Latent fingerprints serve as an important source of forensic evidence in a court of law. Automatic matching of latent fingerprints to rolled/plain (exemplar) fingerprints with high accuracy is quite vital for such applications. However, latent impressions are typically of poor quality with complex background noise which makes feature extraction and matching of latents a significantly challenging problem. We propose incorporating top-down information or feedback from an exemplar to refine the features extracted from a latent for improving latent matching accuracy. The refined latent features (e.g. ridge orientation and frequency), after feedback, are used to re-match the latent to the top candidate exemplars returned by the baseline matcher and resort the candidate list. The contributions of this research include: (i) devising systemic ways to use information in exemplars for latent feature refinement, (ii) developing a feedback paradigm which can be wrapped around any latent matcher for improving its matching performance, and (iii) determining when feedback is actually necessary to improve latent matching accuracy. Experimental results show that integrating the proposed feedback paradigm with a state-of-the-art latent matcher improves its identification accuracy by 0.5-3.5 percent for NIST SD27 and WVU latent databases against a background database of 100k exemplars.

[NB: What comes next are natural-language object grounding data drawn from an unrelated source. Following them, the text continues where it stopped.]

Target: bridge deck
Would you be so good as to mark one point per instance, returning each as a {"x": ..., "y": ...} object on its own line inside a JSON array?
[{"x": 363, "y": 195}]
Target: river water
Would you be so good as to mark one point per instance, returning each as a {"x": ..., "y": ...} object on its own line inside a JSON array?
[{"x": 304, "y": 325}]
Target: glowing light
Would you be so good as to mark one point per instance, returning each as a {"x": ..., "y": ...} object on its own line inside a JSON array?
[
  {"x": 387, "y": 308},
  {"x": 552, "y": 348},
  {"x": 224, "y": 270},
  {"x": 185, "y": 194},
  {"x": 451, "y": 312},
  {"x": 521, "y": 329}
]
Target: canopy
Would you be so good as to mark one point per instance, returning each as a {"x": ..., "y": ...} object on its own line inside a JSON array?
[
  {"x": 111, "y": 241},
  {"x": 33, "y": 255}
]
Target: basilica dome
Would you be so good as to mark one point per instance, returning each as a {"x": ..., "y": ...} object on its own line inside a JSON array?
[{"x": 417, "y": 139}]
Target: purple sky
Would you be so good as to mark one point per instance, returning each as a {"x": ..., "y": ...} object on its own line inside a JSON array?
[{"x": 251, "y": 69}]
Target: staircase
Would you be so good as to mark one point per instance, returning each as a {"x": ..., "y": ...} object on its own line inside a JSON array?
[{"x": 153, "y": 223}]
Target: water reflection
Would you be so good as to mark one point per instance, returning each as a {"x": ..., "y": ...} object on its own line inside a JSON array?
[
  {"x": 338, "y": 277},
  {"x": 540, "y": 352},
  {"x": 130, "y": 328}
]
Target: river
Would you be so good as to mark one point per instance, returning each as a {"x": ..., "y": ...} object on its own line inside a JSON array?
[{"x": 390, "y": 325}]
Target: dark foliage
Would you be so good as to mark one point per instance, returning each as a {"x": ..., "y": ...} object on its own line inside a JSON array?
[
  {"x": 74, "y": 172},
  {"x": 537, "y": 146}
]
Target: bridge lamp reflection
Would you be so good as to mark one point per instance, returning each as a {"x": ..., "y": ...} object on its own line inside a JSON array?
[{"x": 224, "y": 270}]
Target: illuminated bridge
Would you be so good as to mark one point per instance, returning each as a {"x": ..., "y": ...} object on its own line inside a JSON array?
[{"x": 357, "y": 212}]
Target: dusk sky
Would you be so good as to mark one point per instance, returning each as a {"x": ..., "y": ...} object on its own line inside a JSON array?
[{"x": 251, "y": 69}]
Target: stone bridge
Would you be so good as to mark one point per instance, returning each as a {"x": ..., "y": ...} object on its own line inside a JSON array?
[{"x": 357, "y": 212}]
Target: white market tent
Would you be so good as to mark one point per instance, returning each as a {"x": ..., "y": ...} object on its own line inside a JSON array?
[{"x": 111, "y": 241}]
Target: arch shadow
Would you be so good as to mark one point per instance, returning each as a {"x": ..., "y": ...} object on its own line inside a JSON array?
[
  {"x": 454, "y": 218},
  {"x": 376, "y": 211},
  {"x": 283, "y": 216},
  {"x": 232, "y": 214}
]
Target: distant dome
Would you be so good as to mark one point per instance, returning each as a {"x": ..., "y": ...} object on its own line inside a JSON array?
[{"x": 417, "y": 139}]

机译:潜在指纹是法庭上法医证据的重要来源。潜在指纹与滚动/普通(示例性)指纹的高精度自动匹配对于此类应用至关重要。然而,潜在印象通常具有较差的质量,带有复杂的背景噪声,这使得潜在特征的提取和匹配成为一个极具挑战性的问题。我们建议合并自上而下的信息或来自示例的反馈,以完善从潜在对象中提取的特征,以提高潜在对象匹配的准确性。反馈后,经过改进的潜在特征(例如山脊方向和频率)用于将潜在特征与基线匹配器返回的顶级候选示例重新匹配,并求助候选列表。这项研究的贡献包括:(i)设计系统的方法来利用示例中的信息来进行潜在特征的细化;(ii)开发可围绕任何潜在匹配器进行包装以改善其匹配性能的反馈范式;以及(iii)确定何时反馈实际上是提高潜在匹配精度所必需的。实验结果表明,相对于10万个示例数据库,NIST SD27和WVU潜在数据库将建议的反馈范例与最新的潜在匹配器进行集成可将其识别准确率提高0.5-3.5%。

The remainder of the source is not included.